In Disraeli's day, the debt crisis turned out to have political as well as financial implications, presaging a reduction not just in income but also in sovereignty.

In the case of Egypt, what began with asset sales continued with the creation of a foreign commission to manage the public debt, the installation of an "international" government and finally, in 1882, to British military intervention and the country's transformation into a de facto colony. In the case of Turkey, the debt crisis was followed by the sultan's abdication and Russian military intervention, which dealt a lethal blow to the Ottoman position in the Balkans.
Given that backdrop, analysis that showing that the US needs to roll over $3.4T in debt over the next four years must be a huge concern, not only for investors but for the political stability of America and the world.

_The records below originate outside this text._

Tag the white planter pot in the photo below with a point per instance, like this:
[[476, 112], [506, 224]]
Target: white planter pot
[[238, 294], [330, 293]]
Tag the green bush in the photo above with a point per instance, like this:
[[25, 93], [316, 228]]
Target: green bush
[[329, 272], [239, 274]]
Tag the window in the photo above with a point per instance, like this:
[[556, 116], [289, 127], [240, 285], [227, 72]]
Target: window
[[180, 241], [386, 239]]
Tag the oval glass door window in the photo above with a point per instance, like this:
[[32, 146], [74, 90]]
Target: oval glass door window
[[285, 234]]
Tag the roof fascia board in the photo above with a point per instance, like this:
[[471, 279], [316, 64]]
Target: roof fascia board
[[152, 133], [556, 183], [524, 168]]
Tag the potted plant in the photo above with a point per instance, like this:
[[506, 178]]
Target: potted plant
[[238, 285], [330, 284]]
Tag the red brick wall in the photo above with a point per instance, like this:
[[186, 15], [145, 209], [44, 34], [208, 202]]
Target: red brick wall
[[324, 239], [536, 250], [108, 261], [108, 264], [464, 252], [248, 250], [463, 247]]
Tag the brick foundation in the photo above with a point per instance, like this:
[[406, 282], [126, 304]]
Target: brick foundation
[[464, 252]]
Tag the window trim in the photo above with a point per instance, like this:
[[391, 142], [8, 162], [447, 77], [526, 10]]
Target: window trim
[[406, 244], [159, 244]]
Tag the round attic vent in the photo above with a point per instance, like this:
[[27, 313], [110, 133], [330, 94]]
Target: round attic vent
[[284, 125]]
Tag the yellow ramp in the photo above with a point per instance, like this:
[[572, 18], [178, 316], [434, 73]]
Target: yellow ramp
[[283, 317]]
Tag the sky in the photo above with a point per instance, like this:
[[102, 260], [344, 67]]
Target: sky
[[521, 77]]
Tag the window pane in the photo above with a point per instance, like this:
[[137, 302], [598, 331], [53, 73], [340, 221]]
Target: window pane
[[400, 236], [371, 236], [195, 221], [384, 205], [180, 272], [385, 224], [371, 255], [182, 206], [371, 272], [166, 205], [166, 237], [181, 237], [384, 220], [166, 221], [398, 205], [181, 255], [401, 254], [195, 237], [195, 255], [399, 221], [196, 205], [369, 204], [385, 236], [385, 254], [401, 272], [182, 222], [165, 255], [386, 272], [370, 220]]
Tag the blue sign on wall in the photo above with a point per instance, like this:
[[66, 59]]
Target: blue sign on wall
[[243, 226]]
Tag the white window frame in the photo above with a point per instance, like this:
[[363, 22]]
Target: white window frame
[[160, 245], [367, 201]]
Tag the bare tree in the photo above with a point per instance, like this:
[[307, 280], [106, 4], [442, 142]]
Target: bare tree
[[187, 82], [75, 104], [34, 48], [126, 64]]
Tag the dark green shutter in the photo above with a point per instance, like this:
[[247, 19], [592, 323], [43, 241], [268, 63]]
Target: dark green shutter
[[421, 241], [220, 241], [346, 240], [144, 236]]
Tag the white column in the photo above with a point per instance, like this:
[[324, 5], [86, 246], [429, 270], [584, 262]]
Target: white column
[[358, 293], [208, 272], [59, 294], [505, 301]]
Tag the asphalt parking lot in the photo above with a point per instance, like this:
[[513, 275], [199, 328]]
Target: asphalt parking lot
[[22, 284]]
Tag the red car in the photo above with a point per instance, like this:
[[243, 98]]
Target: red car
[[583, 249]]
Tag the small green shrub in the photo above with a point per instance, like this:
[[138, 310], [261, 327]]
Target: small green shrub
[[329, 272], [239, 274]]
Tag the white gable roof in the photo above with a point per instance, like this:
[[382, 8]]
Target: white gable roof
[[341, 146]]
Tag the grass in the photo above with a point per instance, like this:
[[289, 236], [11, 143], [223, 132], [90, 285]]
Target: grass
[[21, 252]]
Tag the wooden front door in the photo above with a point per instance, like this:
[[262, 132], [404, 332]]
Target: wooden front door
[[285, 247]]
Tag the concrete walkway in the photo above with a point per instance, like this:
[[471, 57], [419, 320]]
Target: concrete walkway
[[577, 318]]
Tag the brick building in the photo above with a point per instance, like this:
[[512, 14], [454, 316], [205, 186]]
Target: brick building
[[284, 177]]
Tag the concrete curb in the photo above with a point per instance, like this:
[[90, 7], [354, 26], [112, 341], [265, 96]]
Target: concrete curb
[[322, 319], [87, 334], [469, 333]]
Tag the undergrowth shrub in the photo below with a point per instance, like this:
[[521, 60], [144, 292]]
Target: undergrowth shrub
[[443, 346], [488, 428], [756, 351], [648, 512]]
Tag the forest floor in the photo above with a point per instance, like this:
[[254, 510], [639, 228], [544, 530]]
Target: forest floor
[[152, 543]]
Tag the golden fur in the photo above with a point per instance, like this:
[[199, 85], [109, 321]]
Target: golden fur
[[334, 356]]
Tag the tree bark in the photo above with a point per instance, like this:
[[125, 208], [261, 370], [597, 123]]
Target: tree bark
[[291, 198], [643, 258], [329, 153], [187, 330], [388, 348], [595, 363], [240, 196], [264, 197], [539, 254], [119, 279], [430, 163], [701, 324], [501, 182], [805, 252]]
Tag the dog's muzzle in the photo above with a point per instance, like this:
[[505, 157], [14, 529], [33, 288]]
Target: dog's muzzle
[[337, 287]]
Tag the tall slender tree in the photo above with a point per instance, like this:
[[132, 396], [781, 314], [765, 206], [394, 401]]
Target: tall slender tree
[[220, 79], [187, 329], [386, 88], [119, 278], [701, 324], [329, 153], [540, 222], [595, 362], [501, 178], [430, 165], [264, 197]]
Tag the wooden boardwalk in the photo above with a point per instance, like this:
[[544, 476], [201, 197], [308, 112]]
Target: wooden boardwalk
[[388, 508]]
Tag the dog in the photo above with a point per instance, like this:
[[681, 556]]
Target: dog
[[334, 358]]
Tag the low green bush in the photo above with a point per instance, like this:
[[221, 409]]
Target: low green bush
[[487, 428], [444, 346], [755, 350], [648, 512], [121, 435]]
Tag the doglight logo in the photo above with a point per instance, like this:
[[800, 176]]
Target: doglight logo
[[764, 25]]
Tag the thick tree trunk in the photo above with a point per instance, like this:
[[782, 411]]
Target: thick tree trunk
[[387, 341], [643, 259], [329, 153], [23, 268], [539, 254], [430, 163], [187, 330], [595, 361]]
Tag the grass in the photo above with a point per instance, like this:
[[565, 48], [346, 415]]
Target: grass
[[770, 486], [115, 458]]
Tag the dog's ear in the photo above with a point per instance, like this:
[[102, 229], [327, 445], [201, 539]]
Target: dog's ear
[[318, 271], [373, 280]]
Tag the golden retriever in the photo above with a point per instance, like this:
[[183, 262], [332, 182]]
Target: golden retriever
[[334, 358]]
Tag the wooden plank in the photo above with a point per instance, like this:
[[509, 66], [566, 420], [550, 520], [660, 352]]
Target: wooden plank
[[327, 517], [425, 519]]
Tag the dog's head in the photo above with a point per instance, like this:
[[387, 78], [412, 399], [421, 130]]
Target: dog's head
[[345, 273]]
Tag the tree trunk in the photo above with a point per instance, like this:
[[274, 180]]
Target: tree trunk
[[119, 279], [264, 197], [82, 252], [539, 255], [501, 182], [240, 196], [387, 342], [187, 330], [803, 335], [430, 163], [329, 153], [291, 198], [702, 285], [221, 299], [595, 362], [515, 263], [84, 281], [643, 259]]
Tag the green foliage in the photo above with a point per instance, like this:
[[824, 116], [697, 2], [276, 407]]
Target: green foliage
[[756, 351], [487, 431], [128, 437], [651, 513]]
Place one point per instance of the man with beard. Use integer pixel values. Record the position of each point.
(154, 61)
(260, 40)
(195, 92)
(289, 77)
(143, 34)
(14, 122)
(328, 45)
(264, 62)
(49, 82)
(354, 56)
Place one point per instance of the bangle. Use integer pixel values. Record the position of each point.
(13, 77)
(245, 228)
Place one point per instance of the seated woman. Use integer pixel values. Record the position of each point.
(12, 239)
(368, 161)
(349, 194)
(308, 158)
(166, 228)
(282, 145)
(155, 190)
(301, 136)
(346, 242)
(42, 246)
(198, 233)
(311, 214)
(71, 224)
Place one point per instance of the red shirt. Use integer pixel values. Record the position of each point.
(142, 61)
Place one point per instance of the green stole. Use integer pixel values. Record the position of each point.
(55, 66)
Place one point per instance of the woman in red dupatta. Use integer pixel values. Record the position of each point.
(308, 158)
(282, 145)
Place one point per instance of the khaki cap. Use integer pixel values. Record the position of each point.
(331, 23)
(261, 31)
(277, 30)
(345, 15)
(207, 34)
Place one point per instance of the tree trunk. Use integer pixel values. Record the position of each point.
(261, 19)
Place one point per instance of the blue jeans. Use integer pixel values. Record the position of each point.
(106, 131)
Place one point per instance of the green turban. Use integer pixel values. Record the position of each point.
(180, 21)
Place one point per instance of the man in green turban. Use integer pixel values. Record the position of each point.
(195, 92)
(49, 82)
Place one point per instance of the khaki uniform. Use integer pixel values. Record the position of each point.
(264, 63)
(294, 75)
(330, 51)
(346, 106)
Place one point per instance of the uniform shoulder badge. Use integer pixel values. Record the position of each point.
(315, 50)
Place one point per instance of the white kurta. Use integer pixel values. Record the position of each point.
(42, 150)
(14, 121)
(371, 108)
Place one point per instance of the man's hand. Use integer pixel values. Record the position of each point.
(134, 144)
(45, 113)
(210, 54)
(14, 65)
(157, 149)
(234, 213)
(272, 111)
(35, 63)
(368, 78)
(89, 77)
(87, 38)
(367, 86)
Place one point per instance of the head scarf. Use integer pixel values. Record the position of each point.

[Sigh...] sometimes you can’t save the world, you can only save yourself.


# 56 said...

Regarding the "Dirty War" concerns, and the degradation of the Constitution, do you have any thoughts on the Interpol Executive Order controversy? Largely ignored by the media, seems like ABC noticed and Fox mentioned, it is provoking deep concern in the libertarian and civil rights community.
The White House response is nothing short of outrageous. Instead of answering the questions raised they have taken a "nothing to see here" stance as seen in this piece:
The questions McCarthy raises are valid; whatever the White House thinks of his politics, his credentials are impeccable. AG Holder invited him to join a Blue Ribbon Commission earlier in the year.
Your step toward Argentina raises real concerns, but that decision was subject to Judicial review. To the best of my knowledge this XO is not. As it stands, this order flies directly in the face of the protections the constitution provides US citizens. The questions raised should be addressed, if for no other reason than this will fuel the fears of the black helicopter/militia crowd. This may be one of those rare occasion where they are correct in their interpretation of events.
We the people have questions, and we deserve answers.

Patrick said...

I think you're absolutely right, and I'll add that concerns about a dirty war in the US was one of my motivations for leaving. Guess where I live now? Argentina. Who knows, maybe we'll see a pole shift.

keithpiccirillo said...

Happy Brave New Year World.
At this time of year many of us reflect with families by watching the doomsday shows such as "The Twilight Zone" and stories of aliens on the history channel delivering humans to earth centuries ago to build the world's pyramids.
I sifted through "1984", and read some "Brave New World" and "Animal Farm" because it keeps my edge in place.
Big Brother (think Google) does exist.
There is no easy way to solve mortgage foreclosures and bank's balance sheet lopsidedness quickly enough to coincide with our Ministry of Unplenty's quantitative easing timing.
I fear one way out is through a might makes right military conflict to ameliorate debt. Is bankruptcy an option and is the impetus a downgrading of our bonds?
Since March, "All stocks are equal, but some are more equal than others", and I've been following along with your inflation/deflation timer.

Cam Hui, CFA said...

An alert reader emailed me to note that the Supreme Court did not rule that the president can declare anyone an enemy combatant, but declined to hear an appeal from a lower court on that issue (which is judicially a very different matter). While the ruling (or non-ruling) nevertheless has far reaching implications, it isn't as bad as I initially thought.